You can say that again, JK. The US market is narrow as an old world alley. I might have highlighted it except we’re not getting as clear a signal on the global level. The ex-US portion of the stock market often turns down before the US … 2018 was a prominent example. Ex-US powered far ahead of US into mid-January, briefly underperformed as the US megacaps surged, then since has traded in line.
It still has superior long term prospects, but has lost a bit of its edge through this upvaluation. FWIW, I’ve cut my cap-weighted exposure. While the market is roughly 60:40 US:XS, I’m more like 40:60, and have been been more selective on both sides. Especially underweighting non-dividend-paying megacaps using the ETF mix I highlighted earlier. And within the context of some underweighting stocks as a whole.

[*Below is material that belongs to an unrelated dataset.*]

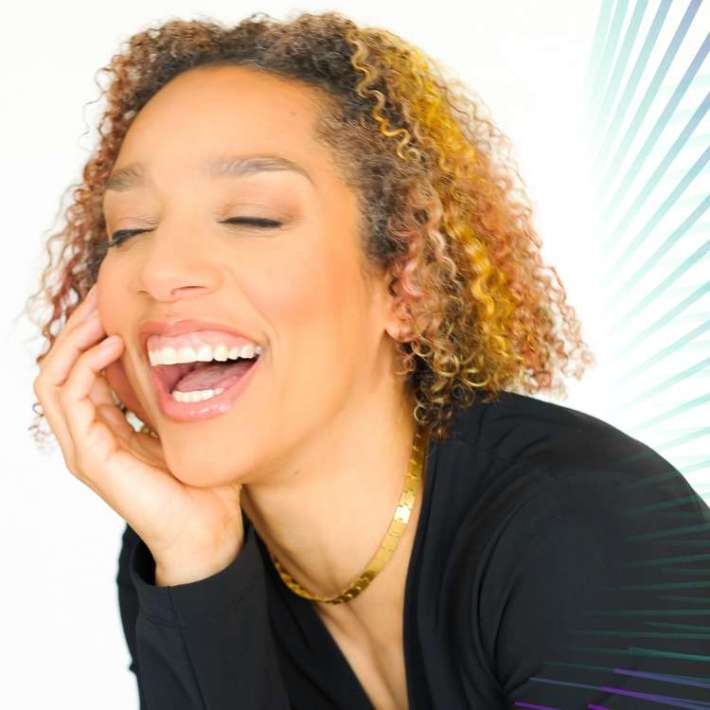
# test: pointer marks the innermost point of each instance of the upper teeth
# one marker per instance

The hard part is everything has risks … it’s a least dirty shirt kind of environment. Stocks are pricey while corporate profits are vulnerable, cash (USD) doesn’t have the tailwind it had most of last year as the Fed tries to “balance risks”, while a de-dollarization trend is building in international trade, notably visible in gold and oil. Yet with the massive debt burden and rising rates, a deflationary squall could hit at almost any time, so I still want some Treasuries, despite the bleak long term outlook.
Crosscurrents.
Is the dollar or dollars (US) an asset class?
If so, why aren’t they tracked among the other 5 asset classes that you have chosen?

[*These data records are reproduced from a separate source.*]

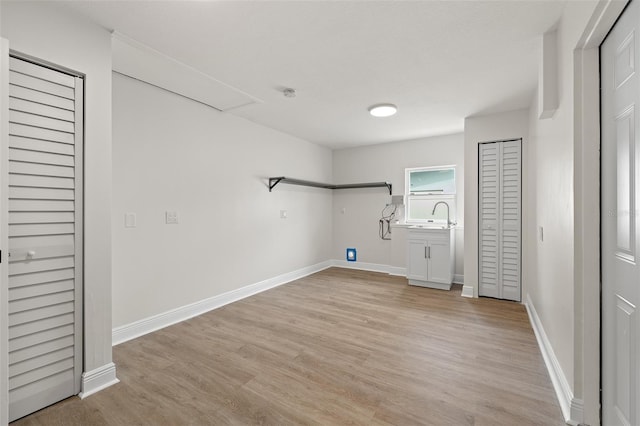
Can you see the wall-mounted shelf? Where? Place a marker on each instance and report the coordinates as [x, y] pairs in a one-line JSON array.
[[276, 180]]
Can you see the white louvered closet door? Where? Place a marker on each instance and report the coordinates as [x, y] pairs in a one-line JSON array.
[[500, 213], [489, 218], [45, 236]]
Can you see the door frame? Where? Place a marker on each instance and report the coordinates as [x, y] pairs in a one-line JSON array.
[[4, 228], [585, 407]]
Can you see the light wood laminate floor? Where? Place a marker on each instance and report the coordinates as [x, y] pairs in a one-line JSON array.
[[337, 347]]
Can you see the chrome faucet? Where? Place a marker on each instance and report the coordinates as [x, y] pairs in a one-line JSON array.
[[449, 223]]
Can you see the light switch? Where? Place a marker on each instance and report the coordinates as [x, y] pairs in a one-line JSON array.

The Treasury bills are the equivalent of U.S. dollars. Note that the explanatory text near the top of the article says they are of zero maturity.
Thanks, Milton … absolutely correct. The Market Analysis page is even more explicit:
“US TBills is calculated at a maturity and duration of zero (no principal change with changes in interest rate), and effectively represents Treasury money markets, US dollars and “cash equivalents”.”

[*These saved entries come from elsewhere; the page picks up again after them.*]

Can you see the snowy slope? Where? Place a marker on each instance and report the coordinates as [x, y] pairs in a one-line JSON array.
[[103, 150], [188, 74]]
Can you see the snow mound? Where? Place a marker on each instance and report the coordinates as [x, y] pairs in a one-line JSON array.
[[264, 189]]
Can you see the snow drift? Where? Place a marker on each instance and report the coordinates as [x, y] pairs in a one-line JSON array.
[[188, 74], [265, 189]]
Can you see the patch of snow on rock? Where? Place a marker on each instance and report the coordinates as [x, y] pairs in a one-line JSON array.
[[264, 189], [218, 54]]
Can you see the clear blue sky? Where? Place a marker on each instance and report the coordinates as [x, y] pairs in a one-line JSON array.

The only performance difference between physical cash dollars and “equivalents” is interest, generally a small contributor to SS plots in the form of a slight slope. Even then, few people use physical cash as an investment … TBills are the “equivalent” of choice.
I think this chimes with what Darius Dale said at the beginning of the year when I posted this…”there will be more tightening for longer than is priced in but it won’t hit stocks till later in the year. That was back in January and he also alluded to how strong both corporate and private balance sheets were and predicted the Fed would exacerbate the downturn by keeping rates higher and for longer than is necessary.
Thanks for weighing in llanlad. The Fed boxed itself into a corner by delaying getting started in reversing the explosive accommodation of 2020 … it practically built in a delay in ending its tightening cycle. Erring only on the side of being too accommodative is an error in itself. The financial system had recovered from the spring 2020 corona crash by fall … stocks had fully regained their losses … yet the outsized ZIRP and QE continued until spring of 2022, by which time the inflation had worked its way through the system and become entrenched in consumer prices. Had the Fed responded more timely it’s unlikely rates would have ever reached current levels. The whole question of higher and longer would have been moot.
Where I part ways with the mainstream is that I don’t see a “recession” as evidence of having tightened too much. The option of controlling inflation without a recession was rejected when the Fed eased too much. When you’re barreling down the highway at 150 mph there’s no way to get back to a safe speed without slowing down.
Enough With The Rate Hikes
So where does that leave us now? Tightening has already hit stocks once, but I agree with your thesis there’s a Round II still to go. Later this year would be consistent with the positioning of the bond market.